Lörrach Es piekst ordentlich

Die Oberbadische
Foto: Anja Bertsch Foto: Die Oberbadische

Kabarett: Die „Distel“ gastiert im Burghof

Lörrach. Wofür eigentlich Kabarett?! Der „Pizzabote“ kann’s kaum glauben, als er am Freitag unversehens in die Burghof-Vorstellung der „Distel“ stolpert: „Die Politik ist doch eh schon ein Witz – da muss man nicht noch welche drüber machen“, erklärt er – und bringt die Beweise gleich reihenweise: In Amerika hat sich ein psychischer Pflegefall ins Weiße Haus einweisen lassen; in Nordkorea spielt ein verwöhntes Riesenbaby mit Atomwaffen, und in Deutschland sorgt eine geschichtsvergessene AfD („Alternative für Demente“) für Schlagzeilen.... Doch, es piekst ordentlich, wenn das kabarettistische Großstadtgewächs „Distel“ zusticht und den ausführlichen Nachweis führt, dass Kabarett eben doch seinen Sinn hat.

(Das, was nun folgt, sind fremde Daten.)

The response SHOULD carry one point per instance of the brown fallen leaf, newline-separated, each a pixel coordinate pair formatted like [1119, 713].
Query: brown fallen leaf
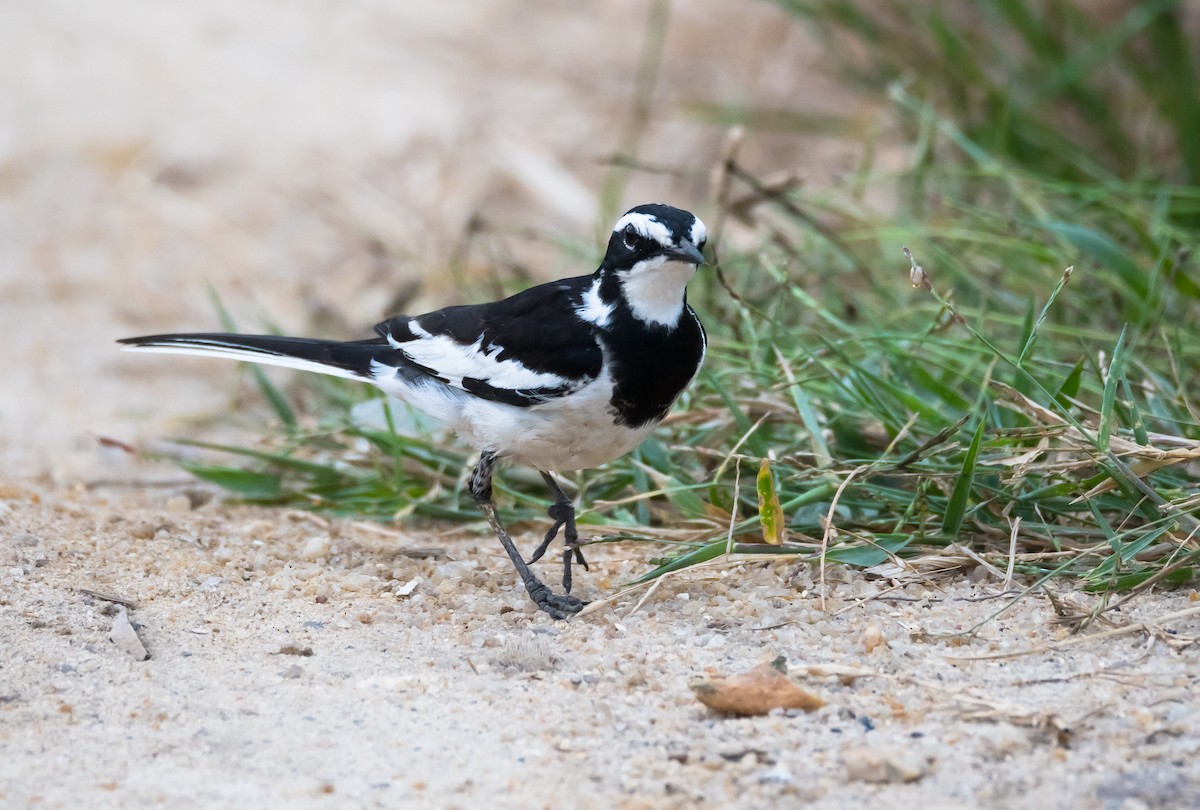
[755, 693]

Den Rahmen für die scharfzüngigen Beobachtungen bildet die Zentrale des „Fun-Food-Fuzzy-Lieferservice“: Zum originellen Soundtrack (Matthias Lauschus und Fred Symann) hauen sich „Speedy“ (Michael Nitzel), Tobias (Sebastian Wirnitzer) und „Ex-FPD-MdB“ Regina (Dagmar Jaeger) hier zu Mindestlöhnen vegane Pizzen, Lebensmittelunverträglichkeiten und sonstige Zusatzstoffe der Weltlage um die Ohren. Dumpinglöhne und Datenklau („Das Essen der anderen“), Banken- und VW-Krise (mit zwei Begriffen umschreibbar: „Im Puff und Auspuff“). Und natürlich bekommen die Pizzaboten auch die Synergieeffekte von neoliberaler Denke und pseudeobewusster Konsumkritik mit. Da gibt es vom bewussten Konsumenten dann eben auch kein Trinkgeld – der Konsumverzicht wird auf den Zulieferer outgesourct.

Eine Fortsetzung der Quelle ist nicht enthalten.